Vital Role Britain’s Railway And Its Staff Played In WW1

Exhibition Telling The Story Of The Vital Role Britain’s Railway And Its Staff Played In WW1 On Show At Manchester Victoria Station

The free exhibition uses original photographs, documents and historical facts to bring to life the achievements of the railway in helping to transport hundreds of thousands of troops and thousands of tonnes of equipment.

The city of Manchester was crucial in the war effort. During World War One, the Manchester Regiment formed an extra 38 battalions in addition to the pre-war establishment of two Regular and two Militia and six Territorial Battalions. This was mainly due to the volume of volunteers. It was awarded 72 Battle Honours and 11 Victoria Crosses and lost 13,770 men during the course of the war.

The exhibition will sit alongside the Soldiers Gate, which soldiers used to pass through prior to departing to on trains taking them to war.

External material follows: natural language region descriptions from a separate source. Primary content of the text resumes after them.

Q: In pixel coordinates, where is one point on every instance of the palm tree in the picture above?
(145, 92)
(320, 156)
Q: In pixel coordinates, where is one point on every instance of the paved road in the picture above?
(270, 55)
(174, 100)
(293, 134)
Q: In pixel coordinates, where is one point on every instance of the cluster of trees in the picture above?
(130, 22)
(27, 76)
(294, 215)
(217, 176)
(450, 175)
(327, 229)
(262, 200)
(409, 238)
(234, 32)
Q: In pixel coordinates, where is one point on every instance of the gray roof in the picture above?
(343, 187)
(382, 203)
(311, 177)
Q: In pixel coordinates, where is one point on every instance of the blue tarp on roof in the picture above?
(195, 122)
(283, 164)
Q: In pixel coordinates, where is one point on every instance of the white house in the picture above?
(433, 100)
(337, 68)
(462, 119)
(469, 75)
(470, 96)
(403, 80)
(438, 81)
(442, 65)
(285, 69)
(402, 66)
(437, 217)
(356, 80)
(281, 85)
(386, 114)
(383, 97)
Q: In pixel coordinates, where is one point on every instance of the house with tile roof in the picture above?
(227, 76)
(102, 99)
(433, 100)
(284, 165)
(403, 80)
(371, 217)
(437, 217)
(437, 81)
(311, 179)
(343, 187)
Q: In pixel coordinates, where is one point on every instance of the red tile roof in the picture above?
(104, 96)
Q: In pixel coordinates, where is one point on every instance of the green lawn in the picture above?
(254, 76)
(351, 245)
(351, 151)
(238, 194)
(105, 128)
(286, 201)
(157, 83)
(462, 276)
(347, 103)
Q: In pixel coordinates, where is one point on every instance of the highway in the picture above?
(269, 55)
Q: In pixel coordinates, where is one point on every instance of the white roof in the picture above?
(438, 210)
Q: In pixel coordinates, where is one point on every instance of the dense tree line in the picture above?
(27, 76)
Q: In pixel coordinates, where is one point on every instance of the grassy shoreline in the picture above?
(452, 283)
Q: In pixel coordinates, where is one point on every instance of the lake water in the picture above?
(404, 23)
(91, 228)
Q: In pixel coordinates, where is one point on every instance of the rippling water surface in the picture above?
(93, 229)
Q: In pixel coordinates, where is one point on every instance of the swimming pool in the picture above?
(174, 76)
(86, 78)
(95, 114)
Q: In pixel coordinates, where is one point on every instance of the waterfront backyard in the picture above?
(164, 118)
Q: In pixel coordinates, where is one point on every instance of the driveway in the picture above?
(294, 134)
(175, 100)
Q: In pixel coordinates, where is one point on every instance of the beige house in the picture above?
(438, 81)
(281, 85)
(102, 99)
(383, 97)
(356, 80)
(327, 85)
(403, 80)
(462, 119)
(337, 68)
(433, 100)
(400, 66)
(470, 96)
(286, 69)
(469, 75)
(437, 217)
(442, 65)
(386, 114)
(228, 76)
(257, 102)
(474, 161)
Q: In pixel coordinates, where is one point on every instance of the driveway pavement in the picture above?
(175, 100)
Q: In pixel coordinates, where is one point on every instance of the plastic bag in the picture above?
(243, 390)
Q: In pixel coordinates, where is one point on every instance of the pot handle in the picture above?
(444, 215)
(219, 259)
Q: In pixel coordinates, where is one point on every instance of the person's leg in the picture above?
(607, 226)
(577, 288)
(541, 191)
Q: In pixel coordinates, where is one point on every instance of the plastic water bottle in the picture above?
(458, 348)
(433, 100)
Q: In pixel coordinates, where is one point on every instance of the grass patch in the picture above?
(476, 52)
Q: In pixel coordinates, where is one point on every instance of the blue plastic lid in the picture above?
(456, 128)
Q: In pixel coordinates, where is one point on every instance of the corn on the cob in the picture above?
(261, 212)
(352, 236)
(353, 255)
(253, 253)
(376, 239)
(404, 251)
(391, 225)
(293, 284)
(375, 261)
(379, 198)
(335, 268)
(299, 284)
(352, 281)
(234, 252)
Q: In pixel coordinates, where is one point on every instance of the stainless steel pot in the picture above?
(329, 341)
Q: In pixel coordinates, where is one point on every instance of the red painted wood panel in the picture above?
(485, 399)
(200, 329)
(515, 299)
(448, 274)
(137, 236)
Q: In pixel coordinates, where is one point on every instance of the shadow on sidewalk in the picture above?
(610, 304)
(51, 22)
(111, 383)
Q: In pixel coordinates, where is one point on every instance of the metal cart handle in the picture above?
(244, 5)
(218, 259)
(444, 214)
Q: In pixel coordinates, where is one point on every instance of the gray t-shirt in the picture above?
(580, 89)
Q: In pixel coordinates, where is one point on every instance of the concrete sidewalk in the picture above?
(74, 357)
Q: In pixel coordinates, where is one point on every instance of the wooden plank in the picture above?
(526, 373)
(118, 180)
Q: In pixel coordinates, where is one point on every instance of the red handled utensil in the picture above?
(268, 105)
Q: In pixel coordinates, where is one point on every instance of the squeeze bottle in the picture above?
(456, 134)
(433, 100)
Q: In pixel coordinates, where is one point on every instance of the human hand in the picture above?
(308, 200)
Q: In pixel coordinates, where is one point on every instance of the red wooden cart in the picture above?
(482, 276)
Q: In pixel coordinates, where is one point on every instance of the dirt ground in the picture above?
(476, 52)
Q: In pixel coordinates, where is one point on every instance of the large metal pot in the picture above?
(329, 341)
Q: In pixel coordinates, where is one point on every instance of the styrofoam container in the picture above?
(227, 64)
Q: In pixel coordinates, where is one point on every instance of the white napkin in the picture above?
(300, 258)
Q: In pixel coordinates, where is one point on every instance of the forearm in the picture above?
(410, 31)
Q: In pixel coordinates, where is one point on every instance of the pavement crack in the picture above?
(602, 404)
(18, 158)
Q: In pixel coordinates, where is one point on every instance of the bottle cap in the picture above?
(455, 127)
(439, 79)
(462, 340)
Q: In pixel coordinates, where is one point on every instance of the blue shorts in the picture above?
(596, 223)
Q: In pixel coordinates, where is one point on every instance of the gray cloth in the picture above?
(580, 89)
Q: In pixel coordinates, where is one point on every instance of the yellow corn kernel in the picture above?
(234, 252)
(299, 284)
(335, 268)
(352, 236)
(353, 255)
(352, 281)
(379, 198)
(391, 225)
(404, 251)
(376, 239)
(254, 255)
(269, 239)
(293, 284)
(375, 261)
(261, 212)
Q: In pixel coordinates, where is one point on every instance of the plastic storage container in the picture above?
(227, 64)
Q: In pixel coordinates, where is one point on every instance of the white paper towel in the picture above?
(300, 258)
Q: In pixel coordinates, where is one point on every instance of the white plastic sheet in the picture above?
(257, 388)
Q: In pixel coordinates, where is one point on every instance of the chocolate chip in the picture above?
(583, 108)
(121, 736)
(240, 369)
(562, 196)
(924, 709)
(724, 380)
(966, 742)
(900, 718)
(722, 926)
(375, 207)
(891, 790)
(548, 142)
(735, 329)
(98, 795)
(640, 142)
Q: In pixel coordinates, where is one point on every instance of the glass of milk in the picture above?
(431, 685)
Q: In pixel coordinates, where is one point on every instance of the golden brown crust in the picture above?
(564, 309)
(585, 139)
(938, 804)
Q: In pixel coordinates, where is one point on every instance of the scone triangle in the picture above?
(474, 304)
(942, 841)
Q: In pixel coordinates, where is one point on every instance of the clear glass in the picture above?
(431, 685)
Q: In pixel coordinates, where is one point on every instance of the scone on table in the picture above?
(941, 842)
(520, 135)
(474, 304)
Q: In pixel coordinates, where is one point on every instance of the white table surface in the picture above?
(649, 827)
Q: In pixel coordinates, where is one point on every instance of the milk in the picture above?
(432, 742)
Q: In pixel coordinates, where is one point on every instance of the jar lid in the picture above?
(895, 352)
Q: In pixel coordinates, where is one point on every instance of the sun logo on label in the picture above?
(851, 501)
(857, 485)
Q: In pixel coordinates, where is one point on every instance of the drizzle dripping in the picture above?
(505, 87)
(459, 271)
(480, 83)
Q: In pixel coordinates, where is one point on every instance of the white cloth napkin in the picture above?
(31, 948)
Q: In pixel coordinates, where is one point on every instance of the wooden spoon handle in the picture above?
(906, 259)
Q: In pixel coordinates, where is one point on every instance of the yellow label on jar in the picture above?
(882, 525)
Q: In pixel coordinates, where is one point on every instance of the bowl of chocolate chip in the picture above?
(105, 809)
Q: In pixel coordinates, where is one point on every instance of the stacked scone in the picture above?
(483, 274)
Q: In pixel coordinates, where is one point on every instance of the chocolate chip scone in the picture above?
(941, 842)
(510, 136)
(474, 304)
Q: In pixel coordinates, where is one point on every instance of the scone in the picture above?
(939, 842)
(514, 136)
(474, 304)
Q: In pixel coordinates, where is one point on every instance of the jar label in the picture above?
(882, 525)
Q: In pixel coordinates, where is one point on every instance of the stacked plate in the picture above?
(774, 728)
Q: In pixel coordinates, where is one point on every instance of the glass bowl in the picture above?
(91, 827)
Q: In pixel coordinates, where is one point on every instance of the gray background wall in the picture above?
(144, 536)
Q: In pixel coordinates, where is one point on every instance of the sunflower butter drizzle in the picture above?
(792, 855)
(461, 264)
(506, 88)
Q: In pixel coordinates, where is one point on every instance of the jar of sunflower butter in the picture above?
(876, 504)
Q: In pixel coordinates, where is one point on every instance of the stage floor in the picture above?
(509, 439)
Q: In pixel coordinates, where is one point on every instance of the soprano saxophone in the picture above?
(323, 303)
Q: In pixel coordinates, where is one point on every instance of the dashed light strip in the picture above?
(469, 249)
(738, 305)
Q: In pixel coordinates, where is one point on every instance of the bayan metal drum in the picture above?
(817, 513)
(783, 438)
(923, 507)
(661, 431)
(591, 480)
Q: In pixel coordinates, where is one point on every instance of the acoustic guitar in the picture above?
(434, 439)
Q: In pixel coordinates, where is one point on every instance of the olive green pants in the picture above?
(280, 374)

As part of the wider redevelopment of Manchester Victoria station by Network Rail, the Soldiers’ Gate is being refurbished and will include a new feature in the original gateway as a permanent reminder of the role the city played.

Unveiled today (12 March) and produced by the Rail Delivery Group, which brings together Network Rail and the owners of Britain’s passenger and freight train operators, it also tells the story of the women who kept the railway running when large numbers of men left to fight, sowing the seeds of social change in the process.

10,422 members of the Lancashire and Yorkshire Railway staff (27% of the total staff employed) served in the armed forces during World War One. Of these, 1465 railway men lost their lives during World War One. They are commemorated on a plaque displayed at Manchester Victoria, one of three war memorials at the station.

Whilst men were fighting on the front, many women took up railway jobs on the home front with the Lancashire and Yorkshire Railway.

Part of the Lancashire and Yorkshire Railway’s works were given over to the manufacture of weapons, and from June 1915 onwards, around 2,200 shells were made every week.

After war was declared at 11pm on 4 August 1914, rail helped Britain’s armed forces to mobilise. The fast movement of troops from across the country, including cities such as Manchester, to the docks at Southampton was crucial.

Within the first few weeks of war, troop trains arrived at Southampton every 12 minutes across for 14 hours a day. By the end of August trains had transported:

Around 118,000 army personnel;

37,000 horses;

314 guns;

1,800 bicycles, and

Over 4,500 tonnes of baggage

Michael Roberts, director general of the Rail Delivery Group, said: “As the country continues to commemorate World War One, the exhibition marks the important contribution made by the railway during the conflict which also saw men from across the region depart Manchester by train to travel to the front line.

“The pictures and words in the exhibition, which has been touring some of Britain’s biggest stations since August 2014, also tells the story of how women kept the railway running when so many men left for war, meaning vital supplies were still able to reach our troops in France.”

Natalie Loughborough, customer service director for Northern Rail, which operates Manchester Victoria station, said: “When Britain declared war against Germany in 1914, it was the railway that enabled the rapid mobilisation of British forces and their equipment to France. Rail played a crucial role in the war effort and not just through transportation – stations were places to advertise vital information and feed and welcome home troops on leave or those who were brought back injured.

“It is also important that the bravery and efforts of people from different parts of the country are remembered and local history is preserved. Along with our permanent memorial in the station, we are pleased to help tell their story as well as highlight the role of the railway in the region to a new generation of rail staff and our customer.”

The exhibition will remain at Manchester Victoria station until 28 March.